ZenDNN's LowOHA MatMul supports multiple backend algorithms. For **best performance**, use the **Blocked AOCL BLIS** algorithm:

```sh
export ZENDNNL_MATMUL_ALGO=2  # Blocked AOCL BLIS (recommended)
```

**Available algorithms**:

| Value | Algorithm              | Description                                    |
|:-----:|:-----------------------|:----------------------------------------------|
| 0     | Dynamic Dispatch       | Automatic backend selection (default)         |
| 1     | AOCL BLIS              | AOCL BLIS backend                             |
| 2     | AOCL BLIS Blocked      | **Blocked AOCL BLIS (recommended)**           |
| 3     | OneDNN                 | OneDNN backend                                |
| 4     | OneDNN Blocked         | Blocked OneDNN                                |
| 5     | LibXSMM                | LibXSMM backend                               |

### Profiling and Debugging

For detailed profiling and logging options, refer to the [ZenDNN Logging Documentation](https://github.com/amd/ZenDNN/blob/zendnnl/docs/logging.md).

## Known Issues

- **Limited operation support**: Currently only matrix multiplication (MUL_MAT) is accelerated via ZenDNN. Other operations fall back to the standard CPU backend.
- **BF16 support**: BF16 operations require AMD Zen 4 or Zen 5 architecture (EPYC 9004/9005 series). On older CPUs, operations will use FP32.
- **NUMA awareness**: For multi-socket systems, manual NUMA binding may be required for optimal performance.

## Q&A

**Q: How do I verify that ZenDNN backend is being used?**

A: Check the log output when running llama.cpp. You should see messages indicating the ZenDNN backend is initialized. You can also check the backend name in the output.

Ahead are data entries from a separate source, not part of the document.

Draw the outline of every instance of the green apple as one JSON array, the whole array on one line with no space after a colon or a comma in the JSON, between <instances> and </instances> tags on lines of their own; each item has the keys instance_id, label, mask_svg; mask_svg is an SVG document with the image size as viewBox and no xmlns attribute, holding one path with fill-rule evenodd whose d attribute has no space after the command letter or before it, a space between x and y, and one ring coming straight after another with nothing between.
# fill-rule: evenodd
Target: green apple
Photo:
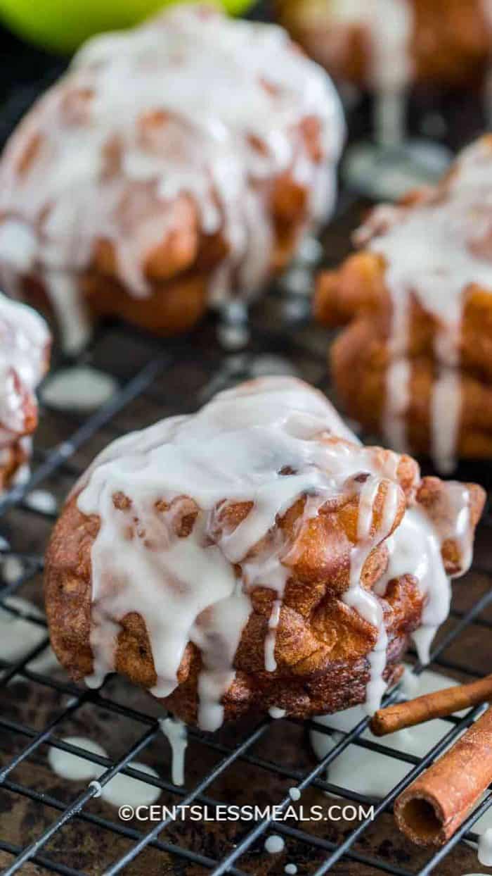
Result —
<instances>
[{"instance_id":1,"label":"green apple","mask_svg":"<svg viewBox=\"0 0 492 876\"><path fill-rule=\"evenodd\" d=\"M73 52L101 31L131 27L176 0L0 0L0 18L20 37L54 52ZM239 15L253 0L219 0Z\"/></svg>"}]
</instances>

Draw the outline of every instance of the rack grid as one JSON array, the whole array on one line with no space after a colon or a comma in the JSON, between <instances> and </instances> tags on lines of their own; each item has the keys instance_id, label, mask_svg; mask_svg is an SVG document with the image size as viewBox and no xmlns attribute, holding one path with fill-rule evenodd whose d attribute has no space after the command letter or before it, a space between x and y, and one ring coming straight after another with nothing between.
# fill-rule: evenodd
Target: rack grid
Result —
<instances>
[{"instance_id":1,"label":"rack grid","mask_svg":"<svg viewBox=\"0 0 492 876\"><path fill-rule=\"evenodd\" d=\"M48 79L52 75L50 70ZM35 90L23 88L20 96L17 92L9 98L2 138ZM354 227L361 208L355 196L343 193L324 238L325 260L338 260L347 247L346 230ZM463 717L447 719L446 735L422 758L363 738L366 719L350 731L338 732L321 761L314 758L307 731L330 731L312 721L250 718L213 735L191 729L186 783L178 788L169 778L170 752L160 731L156 704L148 695L114 676L94 691L72 683L52 667L49 671L43 664L37 668L37 661L49 649L45 622L38 609L26 609L18 597L42 605L43 555L57 513L39 501L38 491L48 491L59 508L74 481L109 441L168 413L194 410L214 392L248 377L293 371L332 397L326 368L328 333L306 318L304 291L293 286L288 290L284 280L253 307L250 337L240 350L220 346L212 317L187 338L173 341L151 337L117 321L106 323L77 361L115 378L118 390L108 402L87 418L41 402L31 477L0 497L0 611L40 631L36 643L18 660L8 664L0 659L0 867L6 876L17 872L26 876L113 876L121 872L244 876L281 873L288 862L297 865L300 874L313 876L461 876L477 869L474 825L492 805L492 791L452 839L434 852L417 850L400 837L391 812L401 789L471 724L479 708ZM51 375L66 364L63 357L56 358ZM490 487L490 471L485 467L468 466L459 476L477 477L482 483L485 479ZM478 677L490 668L491 535L488 508L478 531L475 562L454 585L450 618L432 655L433 668L459 681ZM0 642L0 658L1 653ZM421 670L415 663L415 671ZM386 702L398 696L398 690L392 692ZM94 738L94 734L103 738L110 756L65 738ZM405 763L409 772L377 801L330 783L327 769L350 745ZM97 783L58 779L47 762L50 750L68 752L94 765L100 786L122 774L157 788L163 805L197 802L211 813L225 802L286 809L292 803L288 788L295 784L301 793L300 803L326 805L329 795L374 804L375 818L355 825L321 826L268 818L234 825L213 821L191 825L169 818L150 826L135 819L125 823L118 819L115 809L98 798ZM158 777L142 764L132 766L137 757L156 767ZM265 851L265 838L271 833L285 841L281 854Z\"/></svg>"}]
</instances>

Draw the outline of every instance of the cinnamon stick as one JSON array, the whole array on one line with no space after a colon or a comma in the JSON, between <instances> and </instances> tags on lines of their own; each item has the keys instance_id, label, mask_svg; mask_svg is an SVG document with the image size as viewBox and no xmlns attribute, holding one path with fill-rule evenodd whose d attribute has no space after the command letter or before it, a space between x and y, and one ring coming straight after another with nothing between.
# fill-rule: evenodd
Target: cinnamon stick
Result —
<instances>
[{"instance_id":1,"label":"cinnamon stick","mask_svg":"<svg viewBox=\"0 0 492 876\"><path fill-rule=\"evenodd\" d=\"M387 709L379 709L373 715L370 727L375 736L386 736L405 727L414 727L417 724L445 717L462 709L471 709L490 701L492 675L486 675L479 682L446 688L417 696L407 703L397 703Z\"/></svg>"},{"instance_id":2,"label":"cinnamon stick","mask_svg":"<svg viewBox=\"0 0 492 876\"><path fill-rule=\"evenodd\" d=\"M418 845L443 845L492 782L492 709L398 797L399 830Z\"/></svg>"}]
</instances>

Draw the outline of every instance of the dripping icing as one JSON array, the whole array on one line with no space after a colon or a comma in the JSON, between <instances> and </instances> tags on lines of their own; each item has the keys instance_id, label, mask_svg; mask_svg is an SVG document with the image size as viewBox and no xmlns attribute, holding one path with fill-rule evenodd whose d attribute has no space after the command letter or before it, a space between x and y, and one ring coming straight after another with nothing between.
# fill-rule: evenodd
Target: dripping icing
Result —
<instances>
[{"instance_id":1,"label":"dripping icing","mask_svg":"<svg viewBox=\"0 0 492 876\"><path fill-rule=\"evenodd\" d=\"M318 158L301 135L312 118ZM96 37L8 145L0 168L3 281L18 285L16 272L40 272L74 352L89 328L77 278L98 242L113 244L128 293L147 297L147 258L182 226L191 196L203 233L222 230L229 248L211 300L247 297L270 269L265 181L290 172L311 193L306 231L317 227L332 208L343 138L329 78L281 27L185 4Z\"/></svg>"},{"instance_id":2,"label":"dripping icing","mask_svg":"<svg viewBox=\"0 0 492 876\"><path fill-rule=\"evenodd\" d=\"M384 257L392 322L383 427L397 449L407 444L411 308L416 300L434 320L436 373L430 403L432 453L444 472L455 467L461 398L461 333L467 289L492 290L489 223L483 207L490 148L481 140L465 150L454 169L422 203L378 208L359 237ZM381 217L383 233L378 230Z\"/></svg>"},{"instance_id":3,"label":"dripping icing","mask_svg":"<svg viewBox=\"0 0 492 876\"><path fill-rule=\"evenodd\" d=\"M252 611L251 593L267 588L272 604L280 606L266 631L268 640L281 624L298 536L328 500L347 495L357 498L359 514L342 598L378 631L369 657L367 704L373 710L385 689L386 632L378 596L387 581L416 574L426 596L423 622L433 629L444 619L449 598L440 535L423 511L408 509L403 530L400 524L388 540L403 500L398 460L360 445L320 392L288 377L227 390L194 415L170 418L110 445L77 488L80 511L100 519L92 547L94 675L87 682L100 683L114 670L119 623L136 611L152 648L152 693L166 697L175 689L192 642L202 659L197 721L204 730L218 729ZM288 541L275 524L301 498L304 510ZM456 490L446 537L454 534L454 513L463 501ZM226 512L237 503L252 507L231 529ZM464 545L470 523L464 506L458 517ZM419 537L418 550L415 539L407 544L412 527ZM384 540L390 544L388 571L381 594L372 593L361 584L363 570ZM274 672L267 663L271 656L274 639L266 646L266 668Z\"/></svg>"}]
</instances>

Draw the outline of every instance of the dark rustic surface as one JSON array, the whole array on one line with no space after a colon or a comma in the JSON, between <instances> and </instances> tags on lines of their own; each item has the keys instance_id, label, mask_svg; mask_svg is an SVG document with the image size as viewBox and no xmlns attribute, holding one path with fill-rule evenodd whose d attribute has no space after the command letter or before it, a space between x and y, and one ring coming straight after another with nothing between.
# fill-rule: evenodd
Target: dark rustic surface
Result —
<instances>
[{"instance_id":1,"label":"dark rustic surface","mask_svg":"<svg viewBox=\"0 0 492 876\"><path fill-rule=\"evenodd\" d=\"M5 38L3 44L7 45ZM3 47L3 55L15 64L11 86L8 86L5 71L0 83L0 95L5 100L0 114L2 138L31 102L41 73L49 80L59 66L41 53L27 52L20 44L9 43L9 46L8 51ZM37 84L33 86L34 80ZM20 89L12 87L16 83L21 84ZM440 107L447 122L445 138L454 148L470 139L483 124L476 95L440 95ZM411 110L414 130L421 127L431 110L435 111L433 95L417 95ZM354 134L367 128L367 112L363 103L354 114ZM342 194L336 218L323 237L326 264L336 264L347 253L350 231L366 207L351 194ZM61 504L77 475L116 435L170 413L192 411L214 392L251 376L292 371L333 398L326 366L329 335L308 321L306 290L295 293L288 287L288 283L279 283L253 308L251 338L240 350L220 345L217 321L211 317L191 336L174 342L161 342L116 323L101 327L82 358L116 377L121 392L107 410L97 414L98 420L92 418L88 423L75 414L42 408L35 441L36 483L31 486L49 491ZM53 367L60 364L59 359ZM73 435L73 452L61 456L60 443L72 441ZM490 487L490 469L484 465L468 466L459 474ZM20 575L12 579L11 569L4 575L7 580L0 590L0 600L15 593L41 606L41 562L52 518L31 510L25 498L20 494L13 504L9 498L0 500L0 534L10 546L6 554L18 553L22 561ZM474 570L454 585L453 611L436 643L433 668L460 681L490 671L491 525L486 517L478 533ZM22 850L45 837L45 831L65 817L66 823L45 837L34 860L24 863L18 872L24 876L53 872L97 876L126 855L153 826L136 821L124 824L114 808L90 796L87 781L64 781L52 773L47 762L48 748L59 745L60 739L68 736L99 740L108 753L110 763L103 764L107 767L121 766L128 759L152 766L161 777L159 802L165 805L178 802L201 782L204 784L198 799L210 806L225 802L274 804L286 797L292 784L308 776L314 778L317 764L305 725L288 720L259 724L251 719L213 736L193 731L187 752L186 786L174 788L169 746L158 731L156 705L150 696L117 678L108 679L100 692L89 692L71 684L59 669L40 675L25 668L26 661L12 668L2 663L1 655L0 641L0 670L4 670L0 675L0 868L5 871ZM460 728L449 722L449 729L457 733ZM360 743L356 739L356 744ZM30 752L26 752L27 745L31 746ZM139 745L138 752L131 757L132 750ZM225 766L225 758L237 754L239 746L239 756ZM217 774L211 778L211 771L218 766ZM412 768L412 762L408 768ZM314 803L326 807L326 792L330 790L348 800L354 797L343 788L327 784L326 769L319 768L317 779L308 783L301 802L304 807ZM391 809L390 800L376 822L331 865L330 872L376 876L430 872L432 853L415 849L398 834ZM171 824L123 869L135 876L198 876L213 872L251 830L251 824L240 823ZM283 873L285 865L291 862L296 864L301 876L315 873L352 837L353 830L354 825L348 823L275 825L273 832L282 833L285 851L267 854L265 833L245 849L234 866L241 872L274 876ZM473 841L473 826L470 830L467 837ZM433 871L439 876L492 872L478 865L476 851L469 843L451 844L447 852Z\"/></svg>"}]
</instances>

**Q: What performance improvement can I expect?**

A: Performance gains vary depending on the model size, batch size, and CPU architecture. On AMD EPYC processors, you can typically expect 1.1x-2x speedup compared to standard CPU inference for matrix multiplication operations.

**Q: Can I use ZenDNN on non-AMD processors?**

A: ZenDNN is optimized specifically for AMD processors. While it may work on other x86-64 CPUs, performance benefits are only guaranteed on AMD Zen-based architectures.

**Q: Does ZenDNN support quantized models?**

A: Currently, ZenDNN primarily supports FP32 and BF16 data types. Quantized model support is not available at this time.

**Q: Why is my inference not faster with ZenDNN?**

A: Ensure:
1. You're using an AMD EPYC or Ryzen processor (Zen 2 or newer)
2. `OMP_NUM_THREADS` is set appropriately (physical core count)
3. `ZENDNNL_MATMUL_ALGO=2` is set for best performance (Blocked AOCL BLIS)
4. You're using a sufficiently large model (small models may not benefit as much)
5. Enable profiling to verify ZenDNN MatMul is being called

### **GitHub Contribution**:
Please add the **[ZenDNN]** prefix/tag in issues/PRs titles to help the ZenDNN-team check/address them without delay.

## TODO

- Expand operation support beyond MUL_MAT (attention operations, activations, etc.)